O filme é uma livre adaptação de “A
Gaivota”, uma comédia em quatro atos publicada originalmente em 1896. Nela, acompanhamos
uma família em uma propriedade rural que aguarda a apresentação da peça escrita
por Trepliov e que será encenada por Nina, uma aspirante à atriz por quem ele é
apaixonado. Logo de início, vemos que a encenação desagrada Arkádina, mãe de
Trepliov, e isto arruína toda a noite trazendo aborrecimento ao filho e certo
ar desagradável entre os convivas. Com isto, Tchecov nos mostra que Trepliov
vive angustiado, porque deseja Nina. Mas esta, por sua vez, vive angustiada
porque deseja Trigorin, um escritor amigo da família. Desta forma, acompanhamos
a desolação íntima daquelas pessoas que vivem incomodadas com o presente; mas,
embora, presas a ele, não conseguem criar e experimentar melhores
possibilidades para seus futuros. Ao fim da peça, Nina, que fugiu com Trigorin
para realizar seu sonho de ser atriz na capital, acaba retornando amargurada
para o interior. Por sua vez, Trepliov, o aspirante a escritor, sufocado pela
aura da mãe e pelas oportunidades perdidas, comete suicídio.

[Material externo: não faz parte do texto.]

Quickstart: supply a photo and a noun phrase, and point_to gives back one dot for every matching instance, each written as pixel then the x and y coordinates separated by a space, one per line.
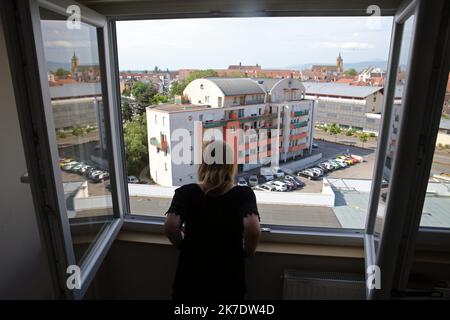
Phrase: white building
pixel 256 106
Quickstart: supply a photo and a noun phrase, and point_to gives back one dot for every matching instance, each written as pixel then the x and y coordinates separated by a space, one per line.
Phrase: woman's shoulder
pixel 245 191
pixel 188 188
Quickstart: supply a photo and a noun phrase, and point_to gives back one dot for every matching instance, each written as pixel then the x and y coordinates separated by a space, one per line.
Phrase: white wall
pixel 24 272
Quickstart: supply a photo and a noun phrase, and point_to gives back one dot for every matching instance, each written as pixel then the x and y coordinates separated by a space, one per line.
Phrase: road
pixel 290 215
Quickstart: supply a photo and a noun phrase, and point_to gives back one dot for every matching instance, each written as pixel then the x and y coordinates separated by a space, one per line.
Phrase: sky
pixel 275 42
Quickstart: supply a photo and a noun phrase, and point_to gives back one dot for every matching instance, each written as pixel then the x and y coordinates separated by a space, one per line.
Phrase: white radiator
pixel 303 285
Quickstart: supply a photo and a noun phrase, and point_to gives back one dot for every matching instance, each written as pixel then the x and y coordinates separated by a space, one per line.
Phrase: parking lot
pixel 329 151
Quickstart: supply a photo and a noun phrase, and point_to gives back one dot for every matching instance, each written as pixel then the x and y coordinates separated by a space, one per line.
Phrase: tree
pixel 363 137
pixel 350 72
pixel 136 145
pixel 334 129
pixel 127 111
pixel 143 93
pixel 159 98
pixel 60 72
pixel 178 86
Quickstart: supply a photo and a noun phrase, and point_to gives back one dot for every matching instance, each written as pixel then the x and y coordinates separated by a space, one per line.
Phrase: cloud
pixel 343 45
pixel 67 44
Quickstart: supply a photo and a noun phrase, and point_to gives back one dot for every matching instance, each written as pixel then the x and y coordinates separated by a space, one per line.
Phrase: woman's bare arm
pixel 172 228
pixel 252 232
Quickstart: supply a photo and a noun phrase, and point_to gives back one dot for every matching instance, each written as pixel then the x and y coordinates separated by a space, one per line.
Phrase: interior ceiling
pixel 203 8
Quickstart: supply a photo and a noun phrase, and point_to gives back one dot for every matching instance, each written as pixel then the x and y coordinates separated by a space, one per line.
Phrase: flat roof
pixel 173 108
pixel 339 89
pixel 237 86
pixel 76 90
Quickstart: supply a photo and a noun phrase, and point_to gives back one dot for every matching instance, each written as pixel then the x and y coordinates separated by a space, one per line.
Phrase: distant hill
pixel 53 66
pixel 358 66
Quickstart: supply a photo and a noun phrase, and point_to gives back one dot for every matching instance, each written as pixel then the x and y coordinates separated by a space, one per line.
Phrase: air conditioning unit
pixel 304 285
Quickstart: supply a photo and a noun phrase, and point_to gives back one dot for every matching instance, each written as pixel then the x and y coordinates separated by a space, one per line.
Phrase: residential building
pixel 356 107
pixel 256 106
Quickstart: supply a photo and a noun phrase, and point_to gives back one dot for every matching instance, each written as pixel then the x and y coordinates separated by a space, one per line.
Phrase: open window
pixel 67 81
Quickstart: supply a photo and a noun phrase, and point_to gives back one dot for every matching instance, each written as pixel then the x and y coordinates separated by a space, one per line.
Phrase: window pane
pixel 395 118
pixel 436 211
pixel 327 114
pixel 74 76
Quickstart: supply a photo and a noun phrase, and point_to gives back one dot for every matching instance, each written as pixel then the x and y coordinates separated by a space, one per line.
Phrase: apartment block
pixel 256 116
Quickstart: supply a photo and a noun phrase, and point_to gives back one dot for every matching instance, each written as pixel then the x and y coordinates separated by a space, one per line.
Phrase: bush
pixel 77 131
pixel 61 134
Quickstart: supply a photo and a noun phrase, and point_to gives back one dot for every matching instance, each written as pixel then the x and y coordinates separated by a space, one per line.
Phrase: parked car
pixel 99 177
pixel 310 174
pixel 341 162
pixel 347 160
pixel 279 186
pixel 77 168
pixel 253 180
pixel 323 167
pixel 335 164
pixel 297 181
pixel 328 165
pixel 241 182
pixel 68 166
pixel 278 172
pixel 290 184
pixel 133 179
pixel 317 170
pixel 265 187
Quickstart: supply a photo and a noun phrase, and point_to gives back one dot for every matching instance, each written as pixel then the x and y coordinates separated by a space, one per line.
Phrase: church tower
pixel 75 62
pixel 340 63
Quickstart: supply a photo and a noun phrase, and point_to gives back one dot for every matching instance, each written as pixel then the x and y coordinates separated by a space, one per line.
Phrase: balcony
pixel 298 136
pixel 214 124
pixel 299 125
pixel 297 147
pixel 163 145
pixel 299 113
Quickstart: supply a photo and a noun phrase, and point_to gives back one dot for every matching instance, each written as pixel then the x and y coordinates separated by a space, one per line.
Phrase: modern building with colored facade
pixel 255 116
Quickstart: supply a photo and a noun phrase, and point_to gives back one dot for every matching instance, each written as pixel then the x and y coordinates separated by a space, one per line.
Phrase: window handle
pixel 25 178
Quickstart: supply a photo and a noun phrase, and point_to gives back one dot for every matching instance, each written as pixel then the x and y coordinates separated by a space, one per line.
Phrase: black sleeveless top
pixel 211 260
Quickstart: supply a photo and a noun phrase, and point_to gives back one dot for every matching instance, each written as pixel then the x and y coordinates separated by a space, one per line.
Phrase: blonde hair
pixel 216 175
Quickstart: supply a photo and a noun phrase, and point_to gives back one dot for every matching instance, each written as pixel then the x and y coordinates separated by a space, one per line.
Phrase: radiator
pixel 304 285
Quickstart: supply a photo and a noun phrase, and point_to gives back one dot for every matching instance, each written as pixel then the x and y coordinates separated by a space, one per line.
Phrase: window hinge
pixel 417 293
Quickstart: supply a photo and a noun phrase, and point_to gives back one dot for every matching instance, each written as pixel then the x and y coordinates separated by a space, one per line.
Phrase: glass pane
pixel 436 210
pixel 74 76
pixel 331 126
pixel 395 118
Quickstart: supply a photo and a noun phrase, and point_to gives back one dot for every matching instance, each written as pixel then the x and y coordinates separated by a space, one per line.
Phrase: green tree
pixel 334 129
pixel 127 111
pixel 363 137
pixel 77 131
pixel 143 93
pixel 350 72
pixel 159 98
pixel 60 72
pixel 136 145
pixel 178 86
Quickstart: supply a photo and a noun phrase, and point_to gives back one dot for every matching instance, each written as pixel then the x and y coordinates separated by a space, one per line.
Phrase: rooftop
pixel 339 89
pixel 237 86
pixel 76 90
pixel 173 108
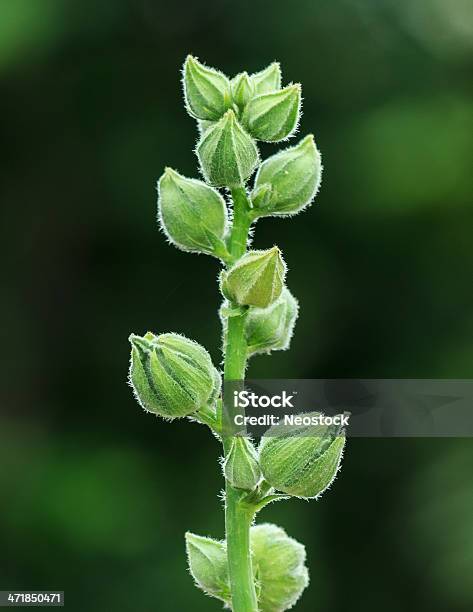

Muito bem, Claude Miller manteve no
filme certos signos característicos da peça de Tchecov. A gaivota, sendo o
símbolo da liberdade, é vista logo entre os créditos iniciais do filme. Vale
destacar que “Liberdade” também é o nome da propriedade rural onde se passa a
história. Além disso, vemos a fazenda delineada por um lago, o que define, de
certa forma, tanto o isolamento físico quanto o imaginário dessas personagens ambíguas
que buscam realizar seus desejos.
E desejo aqui será um elemento forte
no filme de Miller, afinal o primeiro plano do filme é um belo nu de Lili (Ludivine
Sagnier) se preparando para fazer amor com seu namorado Julien (Robinson
Stévenin) nas relvas da fazenda. Feito isto, Julien prepara a exibição para a
família de seu curta-metragem protagonizado por Lili. Todos reunidos, mas o
filme desagrada à sua mãe, atriz, e a condescendência de seu pai, cineasta
profissional, o ofende. A partir deste momento de tensão, Lili se afasta cada
vez mais de Julien e se deixa encantar por seu pai, Brice. Esta clara
referência à Lolita, de Nabokov, conduz toda a narrativa do filme e acaba dando
tons ao humor das personagens durante aquela estadia.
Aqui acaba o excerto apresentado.